To mix metaphors, home-brewed Canadian fascism is, in a sense, the sourdough starter of January 2022. It is a noxious brew, a form of hardline conservatism that naturalizes hierarchy, and provides meaning in a world hellbent on ridding popular politics of any reference to class as a social category.
The convoy is a fascist movement built upon the yearning of populism; it wields the cruel whip of Western chauvinism; it speaks with the voice of a divided working class, wrapped in the conspiracy theory and practice of right-wing acceleration.
Antonio Gramsci, a radical Italian philosopher, once wrote of the events of the First World War then unfolding in Europe. Gramsci noted: “The old world is dying, and the new world struggles to be born: now is the time of monsters.”
Gramsci’s monsters have not disappeared—they have merely been reborn.
Fascism, as both ideology and practice, is a symptom of a twenty-first century condition that refuses to acknowledge the necessity of an internationalist, anti-racist, queer, feminist, working class-based politics.

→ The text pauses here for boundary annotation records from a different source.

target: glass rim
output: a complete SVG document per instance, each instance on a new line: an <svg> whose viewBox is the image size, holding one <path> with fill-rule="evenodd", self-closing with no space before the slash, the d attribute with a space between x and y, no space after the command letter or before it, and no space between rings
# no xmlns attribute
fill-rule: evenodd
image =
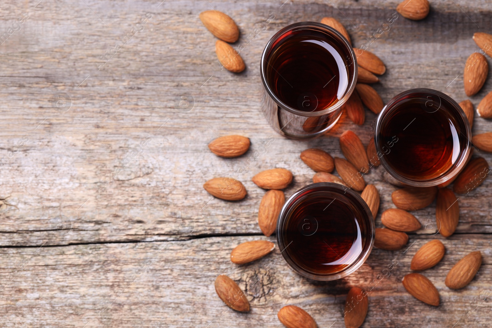
<svg viewBox="0 0 492 328"><path fill-rule="evenodd" d="M466 135L464 136L466 139L466 142L465 143L466 144L465 145L465 149L461 152L460 158L458 161L453 165L453 167L451 168L448 169L447 171L441 176L427 180L414 180L409 179L401 176L400 174L393 170L393 168L390 166L389 163L386 161L384 156L384 152L381 151L381 145L380 145L378 142L379 140L377 138L377 136L380 132L381 124L383 119L386 115L391 112L392 108L398 103L398 102L403 100L405 96L414 92L427 93L429 95L435 95L444 99L456 110L457 112L459 115L460 117L463 120L465 126L465 129L466 129ZM462 133L462 132L461 133ZM429 88L421 88L410 89L409 90L406 90L400 92L393 97L391 100L388 102L386 105L383 108L383 109L381 110L381 112L379 113L377 118L376 119L375 124L374 125L374 146L376 148L376 153L378 154L378 156L379 157L379 159L381 161L381 163L383 165L383 166L393 178L401 182L413 187L431 187L433 186L438 185L445 182L459 173L460 171L461 171L461 169L462 169L463 165L466 164L468 155L469 155L471 149L471 128L470 127L470 123L468 120L468 118L466 117L466 115L464 114L464 112L463 111L461 107L458 105L458 103L457 103L454 99L445 93L437 90L434 90L434 89L430 89ZM379 154L381 154L381 156L379 156Z"/></svg>
<svg viewBox="0 0 492 328"><path fill-rule="evenodd" d="M347 88L347 90L345 91L345 92L343 94L343 96L342 97L341 99L338 100L338 101L328 108L325 108L323 110L315 112L304 112L303 111L300 111L298 109L296 109L295 108L291 107L280 100L280 99L277 97L277 95L275 94L275 92L272 90L271 88L270 88L270 86L268 85L265 72L265 63L267 62L267 53L271 50L272 44L274 42L287 31L297 29L302 29L306 28L318 28L323 30L325 32L327 32L327 34L331 33L332 34L335 34L335 35L332 36L337 37L338 39L339 39L338 41L341 42L343 45L348 49L349 52L348 54L350 56L350 59L353 62L353 66L354 67L354 77L352 79L352 81L350 82L348 87ZM335 38L336 39L337 37L335 37ZM260 61L260 75L261 77L261 81L263 84L263 87L266 90L267 93L270 97L273 99L277 106L282 107L284 109L290 112L293 114L296 114L300 116L306 117L320 116L321 115L324 115L333 113L341 107L341 106L343 106L343 104L347 101L349 97L350 97L350 95L354 91L354 90L355 89L355 85L357 84L357 60L355 56L355 53L354 52L354 49L350 43L349 43L348 41L345 38L345 37L335 29L333 29L328 25L325 25L325 24L321 24L321 23L317 23L316 22L299 22L298 23L295 23L293 24L290 24L290 25L288 25L283 29L281 29L274 34L273 36L270 38L270 39L268 40L268 42L267 43L267 45L265 46L265 49L263 49L263 52L261 55L261 60Z"/></svg>
<svg viewBox="0 0 492 328"><path fill-rule="evenodd" d="M369 223L368 225L369 232L369 235L370 235L370 236L368 236L368 240L369 240L369 246L367 247L367 249L365 249L365 247L363 248L363 252L361 253L356 261L354 261L354 262L351 264L347 266L346 268L338 272L326 274L315 273L309 271L308 271L300 267L295 262L294 262L290 257L288 256L287 252L283 252L287 247L286 247L285 242L284 242L283 235L281 233L281 230L283 230L283 224L284 223L284 221L285 221L285 219L286 218L286 214L287 214L287 212L290 208L290 206L293 204L293 201L300 194L305 192L307 191L309 191L319 187L329 187L332 189L337 189L338 191L339 192L340 194L348 193L350 195L350 196L352 196L355 200L362 206L362 208L364 209L364 211L366 212L366 214L368 216ZM353 273L354 271L360 268L361 266L364 264L366 260L367 260L368 257L369 257L369 255L370 254L370 252L372 250L372 247L374 246L375 231L376 225L374 222L374 218L372 217L372 213L371 212L370 209L369 209L369 207L368 206L367 204L363 199L362 199L362 198L358 194L350 188L348 188L338 183L335 183L333 182L316 182L315 183L308 184L307 186L303 187L296 191L296 192L291 196L287 201L285 202L285 203L282 207L282 209L280 210L280 213L278 214L278 218L277 220L276 233L277 244L278 245L278 248L279 249L281 249L280 253L282 254L282 256L283 257L284 260L285 260L285 262L287 262L287 264L288 264L291 268L294 269L294 270L295 270L298 273L306 278L308 278L315 280L328 281L330 280L336 280L343 278L343 277L345 277L349 274ZM369 239L369 237L370 239ZM288 246L288 245L287 245L287 246Z"/></svg>

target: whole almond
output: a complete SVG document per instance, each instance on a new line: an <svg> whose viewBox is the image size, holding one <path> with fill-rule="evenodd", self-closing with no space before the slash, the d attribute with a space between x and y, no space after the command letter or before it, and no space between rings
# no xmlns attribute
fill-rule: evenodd
<svg viewBox="0 0 492 328"><path fill-rule="evenodd" d="M366 186L362 174L348 161L343 158L335 157L335 162L337 172L347 185L357 191L362 191Z"/></svg>
<svg viewBox="0 0 492 328"><path fill-rule="evenodd" d="M435 206L435 221L437 231L443 237L449 237L455 232L460 220L460 206L451 189L443 188L437 192Z"/></svg>
<svg viewBox="0 0 492 328"><path fill-rule="evenodd" d="M455 180L453 190L457 194L468 193L482 184L489 172L489 164L484 158L473 158Z"/></svg>
<svg viewBox="0 0 492 328"><path fill-rule="evenodd" d="M413 256L410 268L422 271L439 263L444 256L446 248L440 240L434 239L424 244Z"/></svg>
<svg viewBox="0 0 492 328"><path fill-rule="evenodd" d="M222 157L235 157L247 151L249 139L243 136L219 137L209 144L209 148L214 154Z"/></svg>
<svg viewBox="0 0 492 328"><path fill-rule="evenodd" d="M263 189L281 189L292 182L292 174L285 169L272 169L260 172L251 180Z"/></svg>
<svg viewBox="0 0 492 328"><path fill-rule="evenodd" d="M369 144L368 145L366 152L367 153L369 164L373 166L379 166L381 164L379 157L377 155L377 151L376 151L373 137L369 141Z"/></svg>
<svg viewBox="0 0 492 328"><path fill-rule="evenodd" d="M484 119L492 118L492 91L487 93L478 103L477 114Z"/></svg>
<svg viewBox="0 0 492 328"><path fill-rule="evenodd" d="M436 187L405 187L393 191L391 199L399 209L416 210L430 205L437 193Z"/></svg>
<svg viewBox="0 0 492 328"><path fill-rule="evenodd" d="M466 116L466 118L468 119L468 121L470 122L470 128L471 128L473 127L473 104L471 103L471 102L466 99L466 100L463 100L459 104L460 107L461 108L463 111L464 112L464 115Z"/></svg>
<svg viewBox="0 0 492 328"><path fill-rule="evenodd" d="M226 42L235 42L239 38L239 29L230 17L217 10L200 13L200 20L216 37Z"/></svg>
<svg viewBox="0 0 492 328"><path fill-rule="evenodd" d="M415 231L422 227L417 218L400 209L389 209L383 212L381 222L390 229L403 232Z"/></svg>
<svg viewBox="0 0 492 328"><path fill-rule="evenodd" d="M320 149L307 149L301 153L301 159L316 172L331 172L335 167L333 157Z"/></svg>
<svg viewBox="0 0 492 328"><path fill-rule="evenodd" d="M492 34L478 32L473 34L472 38L481 49L492 57Z"/></svg>
<svg viewBox="0 0 492 328"><path fill-rule="evenodd" d="M374 238L374 245L378 248L396 251L408 242L408 235L404 232L389 229L376 228Z"/></svg>
<svg viewBox="0 0 492 328"><path fill-rule="evenodd" d="M369 160L362 142L353 131L347 130L340 136L340 148L349 162L363 173L369 172Z"/></svg>
<svg viewBox="0 0 492 328"><path fill-rule="evenodd" d="M430 305L439 305L439 293L430 280L420 273L409 273L401 280L406 291L413 297Z"/></svg>
<svg viewBox="0 0 492 328"><path fill-rule="evenodd" d="M287 328L317 328L318 325L309 313L295 305L284 306L277 314L278 320Z"/></svg>
<svg viewBox="0 0 492 328"><path fill-rule="evenodd" d="M370 86L363 83L357 83L355 85L355 89L359 93L364 105L374 114L379 114L384 104L377 92Z"/></svg>
<svg viewBox="0 0 492 328"><path fill-rule="evenodd" d="M458 261L446 276L444 283L451 289L460 289L470 283L482 265L482 253L472 252Z"/></svg>
<svg viewBox="0 0 492 328"><path fill-rule="evenodd" d="M323 17L321 20L321 24L328 25L330 27L333 28L338 30L345 37L345 38L347 39L347 41L348 41L348 44L352 45L352 43L350 41L350 36L348 35L347 30L345 29L345 28L343 27L343 26L341 25L341 23L337 21L333 17Z"/></svg>
<svg viewBox="0 0 492 328"><path fill-rule="evenodd" d="M492 152L492 132L475 135L471 138L471 143L481 150Z"/></svg>
<svg viewBox="0 0 492 328"><path fill-rule="evenodd" d="M464 93L468 96L476 94L485 83L489 74L489 63L483 55L473 53L466 60L463 74Z"/></svg>
<svg viewBox="0 0 492 328"><path fill-rule="evenodd" d="M317 182L333 182L334 183L341 184L347 188L349 187L346 183L340 180L338 177L334 176L331 173L327 173L327 172L318 172L315 174L314 176L312 177L312 182L313 183Z"/></svg>
<svg viewBox="0 0 492 328"><path fill-rule="evenodd" d="M354 52L357 59L357 64L361 67L378 75L386 71L386 66L379 58L369 50L354 48Z"/></svg>
<svg viewBox="0 0 492 328"><path fill-rule="evenodd" d="M223 41L217 40L215 42L215 54L218 61L227 70L239 73L246 68L239 54L229 44Z"/></svg>
<svg viewBox="0 0 492 328"><path fill-rule="evenodd" d="M225 305L241 312L249 311L249 302L238 284L232 279L221 274L215 282L215 292Z"/></svg>
<svg viewBox="0 0 492 328"><path fill-rule="evenodd" d="M376 83L379 79L364 67L357 67L357 82L359 83Z"/></svg>
<svg viewBox="0 0 492 328"><path fill-rule="evenodd" d="M231 261L236 264L248 263L262 258L275 248L275 244L268 240L243 242L231 252Z"/></svg>
<svg viewBox="0 0 492 328"><path fill-rule="evenodd" d="M215 178L203 185L209 193L226 201L239 201L246 197L246 188L232 178Z"/></svg>
<svg viewBox="0 0 492 328"><path fill-rule="evenodd" d="M427 17L430 9L427 0L405 0L397 7L397 11L405 18L419 21Z"/></svg>
<svg viewBox="0 0 492 328"><path fill-rule="evenodd" d="M372 217L374 219L377 215L377 210L379 209L379 193L373 184L368 184L364 188L361 195L362 199L369 207Z"/></svg>
<svg viewBox="0 0 492 328"><path fill-rule="evenodd" d="M362 102L356 90L354 90L354 92L350 95L347 102L343 104L342 108L347 112L348 118L352 122L358 125L362 125L364 123L364 121L366 120L366 113L362 106Z"/></svg>
<svg viewBox="0 0 492 328"><path fill-rule="evenodd" d="M367 294L359 287L352 287L347 294L345 301L345 327L359 328L364 323L368 314L369 300Z"/></svg>
<svg viewBox="0 0 492 328"><path fill-rule="evenodd" d="M269 190L263 195L258 210L258 225L263 235L269 237L277 228L277 221L285 196L281 190Z"/></svg>

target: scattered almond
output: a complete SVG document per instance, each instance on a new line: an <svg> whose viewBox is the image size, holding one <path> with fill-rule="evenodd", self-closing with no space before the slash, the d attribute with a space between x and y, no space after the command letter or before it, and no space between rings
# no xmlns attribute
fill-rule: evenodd
<svg viewBox="0 0 492 328"><path fill-rule="evenodd" d="M482 253L472 252L458 261L446 276L444 283L451 289L460 289L470 283L482 265Z"/></svg>
<svg viewBox="0 0 492 328"><path fill-rule="evenodd" d="M215 292L225 305L241 312L249 311L249 302L238 284L232 279L221 274L215 282Z"/></svg>
<svg viewBox="0 0 492 328"><path fill-rule="evenodd" d="M374 245L378 248L389 251L401 249L408 241L408 235L404 232L389 229L376 228Z"/></svg>
<svg viewBox="0 0 492 328"><path fill-rule="evenodd" d="M440 240L434 239L424 244L413 256L410 268L417 271L427 270L439 263L444 256L446 248Z"/></svg>
<svg viewBox="0 0 492 328"><path fill-rule="evenodd" d="M335 167L333 157L320 149L307 149L301 153L301 159L316 172L331 172Z"/></svg>
<svg viewBox="0 0 492 328"><path fill-rule="evenodd" d="M368 314L369 300L366 292L359 287L352 287L347 294L345 301L345 328L359 328L364 323Z"/></svg>
<svg viewBox="0 0 492 328"><path fill-rule="evenodd" d="M349 162L363 173L369 172L369 160L361 139L355 133L347 130L340 136L340 148Z"/></svg>
<svg viewBox="0 0 492 328"><path fill-rule="evenodd" d="M220 63L226 69L234 73L242 72L246 68L239 54L228 43L217 40L215 42L215 54Z"/></svg>
<svg viewBox="0 0 492 328"><path fill-rule="evenodd" d="M232 178L211 179L203 187L212 196L226 201L239 201L246 197L246 188L243 183Z"/></svg>
<svg viewBox="0 0 492 328"><path fill-rule="evenodd" d="M287 328L317 328L312 317L299 306L284 306L277 314L278 320Z"/></svg>
<svg viewBox="0 0 492 328"><path fill-rule="evenodd" d="M473 158L455 180L453 191L457 194L465 194L471 191L482 184L489 172L489 164L484 158Z"/></svg>
<svg viewBox="0 0 492 328"><path fill-rule="evenodd" d="M239 38L239 29L230 17L217 10L200 13L200 20L213 34L226 42L233 43Z"/></svg>
<svg viewBox="0 0 492 328"><path fill-rule="evenodd" d="M439 293L430 280L420 273L409 273L401 280L406 291L430 305L439 305Z"/></svg>
<svg viewBox="0 0 492 328"><path fill-rule="evenodd" d="M219 137L209 144L209 148L217 156L235 157L247 151L249 139L237 135Z"/></svg>
<svg viewBox="0 0 492 328"><path fill-rule="evenodd" d="M437 193L436 187L405 187L391 194L393 204L405 210L416 210L429 206Z"/></svg>
<svg viewBox="0 0 492 328"><path fill-rule="evenodd" d="M348 161L343 158L335 157L335 162L337 172L347 185L357 191L362 191L366 186L362 174Z"/></svg>
<svg viewBox="0 0 492 328"><path fill-rule="evenodd" d="M364 105L374 114L379 114L384 104L377 92L370 86L363 83L357 83L355 85L355 89L359 93Z"/></svg>
<svg viewBox="0 0 492 328"><path fill-rule="evenodd" d="M417 218L400 209L389 209L383 212L381 222L390 229L403 232L415 231L422 227Z"/></svg>
<svg viewBox="0 0 492 328"><path fill-rule="evenodd" d="M397 7L397 11L405 18L419 21L427 17L430 9L427 0L405 0Z"/></svg>
<svg viewBox="0 0 492 328"><path fill-rule="evenodd" d="M292 182L292 174L285 169L272 169L260 172L251 180L263 189L280 189Z"/></svg>
<svg viewBox="0 0 492 328"><path fill-rule="evenodd" d="M231 252L231 261L236 264L248 263L261 258L275 248L268 240L254 240L240 244Z"/></svg>
<svg viewBox="0 0 492 328"><path fill-rule="evenodd" d="M269 190L261 199L258 210L258 224L267 237L275 231L278 214L285 202L285 196L281 190Z"/></svg>

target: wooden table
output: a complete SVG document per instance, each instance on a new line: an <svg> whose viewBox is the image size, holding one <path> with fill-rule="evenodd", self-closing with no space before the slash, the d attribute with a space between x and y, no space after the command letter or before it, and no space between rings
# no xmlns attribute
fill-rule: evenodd
<svg viewBox="0 0 492 328"><path fill-rule="evenodd" d="M309 141L276 134L259 108L259 63L276 31L335 17L355 46L366 43L386 64L374 85L385 102L414 87L460 101L466 98L465 61L479 50L472 35L492 31L491 0L431 0L427 19L400 16L370 44L367 39L398 1L37 0L9 0L0 11L0 32L7 33L0 46L0 326L280 327L278 309L295 304L320 327L336 328L344 327L347 291L358 286L371 289L364 327L490 327L491 302L480 299L492 289L490 179L459 196L454 235L430 236L434 204L413 213L424 228L410 235L408 248L374 249L357 272L335 282L302 278L278 249L242 266L229 256L240 243L276 240L258 228L265 191L251 182L253 175L291 170L289 197L314 174L299 158L303 150L341 156L337 136L352 129L367 144L375 118L366 111L360 127L343 118L330 135ZM215 38L198 19L213 7L240 27L234 45L244 47L242 73L220 69ZM491 89L489 78L470 99L476 106ZM187 107L180 106L184 99ZM474 124L474 133L492 130L480 118ZM209 150L210 141L230 134L250 138L245 155L225 159ZM490 154L476 155L491 163ZM248 191L243 201L223 201L202 188L240 168ZM378 227L381 213L394 207L395 187L384 172L380 167L365 176L381 195ZM437 307L416 300L400 283L417 250L435 238L446 253L424 274L440 294ZM448 289L448 271L477 250L484 256L479 274L462 290ZM394 259L391 275L378 280ZM222 273L246 290L250 313L228 310L217 297L214 282Z"/></svg>

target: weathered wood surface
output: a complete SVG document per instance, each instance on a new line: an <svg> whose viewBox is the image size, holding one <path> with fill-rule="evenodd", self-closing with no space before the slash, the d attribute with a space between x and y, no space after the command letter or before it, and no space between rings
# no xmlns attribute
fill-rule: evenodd
<svg viewBox="0 0 492 328"><path fill-rule="evenodd" d="M288 197L314 173L299 159L301 151L315 147L341 156L338 133L352 129L367 144L375 118L366 111L363 126L345 119L330 136L307 142L275 134L259 109L264 45L286 25L333 16L361 46L398 2L4 2L0 34L23 13L29 17L0 45L2 327L279 327L277 311L296 304L320 327L342 327L349 288L369 284L395 258L399 263L392 275L371 294L363 327L450 328L459 321L455 327L489 327L488 298L469 316L466 311L491 288L492 180L460 197L457 233L450 244L443 239L445 260L425 272L441 294L438 308L417 301L400 283L418 247L434 238L425 234L434 232L435 225L426 225L435 222L435 204L414 213L428 229L410 236L409 246L416 241L406 253L375 250L361 269L337 282L304 279L278 249L249 265L228 261L238 243L264 238L256 223L264 191L251 182L254 174L291 170ZM198 19L213 7L240 27L234 45L245 48L244 73L220 69L215 39ZM374 86L383 100L414 87L466 99L464 62L479 50L471 35L492 31L491 11L490 0L433 0L425 20L399 17L368 48L388 68ZM146 13L152 17L144 29L98 69L100 56L122 43L120 38ZM275 18L256 34L271 14ZM470 99L476 105L491 89L490 78ZM181 108L182 96L194 99L192 105ZM491 127L492 122L475 118L474 133ZM231 133L251 139L245 155L224 159L209 151L209 142ZM491 163L491 155L476 153ZM223 202L202 187L241 168L238 179L248 193L243 201ZM383 172L380 167L365 176L381 194L378 226L380 213L393 207L393 187ZM246 235L258 236L241 236ZM480 273L467 288L451 292L443 283L447 271L459 254L477 249L484 256ZM275 264L265 273L261 268L271 259ZM259 274L247 291L251 313L226 311L215 295L213 282L224 272L242 287Z"/></svg>

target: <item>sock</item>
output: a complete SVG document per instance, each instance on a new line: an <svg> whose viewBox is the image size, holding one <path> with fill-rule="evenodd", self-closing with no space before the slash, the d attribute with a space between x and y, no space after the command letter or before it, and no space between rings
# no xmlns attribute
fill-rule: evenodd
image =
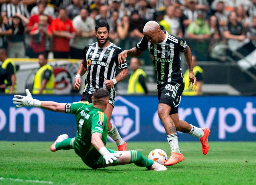
<svg viewBox="0 0 256 185"><path fill-rule="evenodd" d="M202 128L193 126L191 124L190 125L191 125L191 128L189 132L188 133L188 134L196 137L198 138L200 138L203 136L204 133Z"/></svg>
<svg viewBox="0 0 256 185"><path fill-rule="evenodd" d="M117 127L113 124L112 124L112 128L110 130L108 131L108 134L116 142L117 145L121 145L124 143L120 136Z"/></svg>
<svg viewBox="0 0 256 185"><path fill-rule="evenodd" d="M173 134L167 136L167 140L169 143L170 146L172 149L172 152L176 152L178 154L181 154L179 147L178 143L178 137L177 134Z"/></svg>
<svg viewBox="0 0 256 185"><path fill-rule="evenodd" d="M154 161L143 157L139 152L137 150L131 151L130 163L134 163L138 166L145 167L149 169L153 165Z"/></svg>
<svg viewBox="0 0 256 185"><path fill-rule="evenodd" d="M55 145L56 149L64 150L67 150L71 149L74 149L74 147L71 145L71 140L73 138L68 138L64 139L61 142L57 143Z"/></svg>

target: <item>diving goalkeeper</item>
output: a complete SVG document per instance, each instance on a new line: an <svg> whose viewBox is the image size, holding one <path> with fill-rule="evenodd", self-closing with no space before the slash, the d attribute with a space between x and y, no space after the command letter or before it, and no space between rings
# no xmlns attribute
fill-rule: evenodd
<svg viewBox="0 0 256 185"><path fill-rule="evenodd" d="M13 103L17 107L39 107L55 112L75 115L77 132L75 138L69 138L66 134L59 136L50 147L52 152L74 149L83 162L96 169L109 166L134 163L155 171L167 170L166 167L149 160L136 150L114 151L106 148L107 130L107 117L103 112L108 103L107 90L96 89L92 97L92 103L79 102L62 103L33 99L28 89L26 96L15 95Z"/></svg>

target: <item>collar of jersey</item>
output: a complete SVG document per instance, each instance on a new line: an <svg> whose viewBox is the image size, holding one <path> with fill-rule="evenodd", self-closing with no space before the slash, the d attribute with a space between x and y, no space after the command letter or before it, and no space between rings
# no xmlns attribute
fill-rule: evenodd
<svg viewBox="0 0 256 185"><path fill-rule="evenodd" d="M160 45L161 44L164 44L165 43L166 41L168 39L168 35L169 35L169 33L168 33L168 32L167 32L167 31L166 31L166 37L165 37L165 38L164 39L164 40L161 43L157 43L157 44L159 44Z"/></svg>
<svg viewBox="0 0 256 185"><path fill-rule="evenodd" d="M98 46L98 42L97 42L97 44L96 44L96 47L97 48L100 48L101 49L105 49L106 48L108 48L110 47L111 47L111 45L112 45L112 43L111 42L110 42L110 44L107 47L99 47L99 46Z"/></svg>

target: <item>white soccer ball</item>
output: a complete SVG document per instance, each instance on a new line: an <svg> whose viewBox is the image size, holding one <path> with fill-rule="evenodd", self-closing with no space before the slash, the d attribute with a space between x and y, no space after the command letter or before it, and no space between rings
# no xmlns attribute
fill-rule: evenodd
<svg viewBox="0 0 256 185"><path fill-rule="evenodd" d="M168 157L164 151L161 149L155 149L149 153L148 159L152 160L163 165L168 160Z"/></svg>

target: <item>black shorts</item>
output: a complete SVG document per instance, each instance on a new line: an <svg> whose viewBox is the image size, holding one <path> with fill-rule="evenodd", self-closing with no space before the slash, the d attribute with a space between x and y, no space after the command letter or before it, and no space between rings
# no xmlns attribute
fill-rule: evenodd
<svg viewBox="0 0 256 185"><path fill-rule="evenodd" d="M90 88L91 90L92 88ZM114 107L115 106L115 99L117 95L117 91L114 88L108 89L108 93L109 94L109 100L108 103L110 104ZM84 91L82 95L82 98L81 101L83 102L89 102L92 103L92 97L93 96L93 93Z"/></svg>
<svg viewBox="0 0 256 185"><path fill-rule="evenodd" d="M184 84L167 83L157 85L159 103L171 107L170 115L178 113L178 105L181 102L181 95L184 90Z"/></svg>

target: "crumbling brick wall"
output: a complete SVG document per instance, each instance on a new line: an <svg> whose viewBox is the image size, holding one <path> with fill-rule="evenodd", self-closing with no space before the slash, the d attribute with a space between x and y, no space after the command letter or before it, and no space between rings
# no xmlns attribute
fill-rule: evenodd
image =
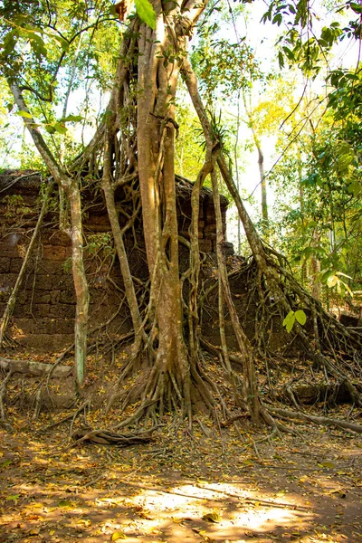
<svg viewBox="0 0 362 543"><path fill-rule="evenodd" d="M192 185L178 178L178 223L180 234L188 237L191 222L190 195ZM41 178L32 171L5 171L0 175L0 315L4 313L11 290L24 262L26 247L37 221L41 205ZM225 225L227 201L222 197L223 221ZM17 297L10 334L21 344L38 350L53 351L73 341L75 297L71 276L71 247L67 234L59 230L56 207L51 205L45 216L38 243L31 256ZM104 242L97 253L86 251L86 269L90 285L90 329L100 325L118 311L124 293L117 262L109 272L105 251L107 233L110 225L107 211L100 204L89 205L84 214L84 233L88 247ZM205 189L200 199L200 250L215 251L216 224L212 192ZM104 240L102 239L104 234ZM92 238L92 236L94 236ZM138 239L142 249L143 240ZM101 243L100 243L101 244ZM126 244L130 249L133 240ZM228 246L231 251L232 247ZM132 273L148 277L147 263L142 251L129 252ZM102 262L102 258L104 261ZM110 273L110 281L107 275ZM127 304L107 328L107 333L118 337L130 329Z"/></svg>

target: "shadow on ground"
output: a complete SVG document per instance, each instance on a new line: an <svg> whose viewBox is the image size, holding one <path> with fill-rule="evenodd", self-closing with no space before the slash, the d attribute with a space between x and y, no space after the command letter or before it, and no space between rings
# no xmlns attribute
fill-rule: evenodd
<svg viewBox="0 0 362 543"><path fill-rule="evenodd" d="M253 449L249 433L180 432L63 452L65 432L3 433L0 542L362 540L361 438L302 435Z"/></svg>

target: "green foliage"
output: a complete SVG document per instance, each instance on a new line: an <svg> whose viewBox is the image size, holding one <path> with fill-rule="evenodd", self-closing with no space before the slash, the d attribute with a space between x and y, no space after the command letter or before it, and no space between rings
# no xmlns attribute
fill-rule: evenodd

To quote Rosa Luxemburg, a radical German thinker, we, as a species, have been presented with two options: “Socialism or barbarism.” The Freedom Convoy has chosen the latter. The Canadian left needs to choose the former—an entire world of possible futures hangs in the balance.
Harrison Dressler is the current Arts and Culture editor at The Brunswickan, an editor for the Atlantic Student Research Journal (ASRJ), and a researcher for the UNB Arts Centre’s Rediscovering the Roots of Black New Brunswickers project.
A previous version of this article first appeared in The Brunswickan, Canada’s oldest official student publication.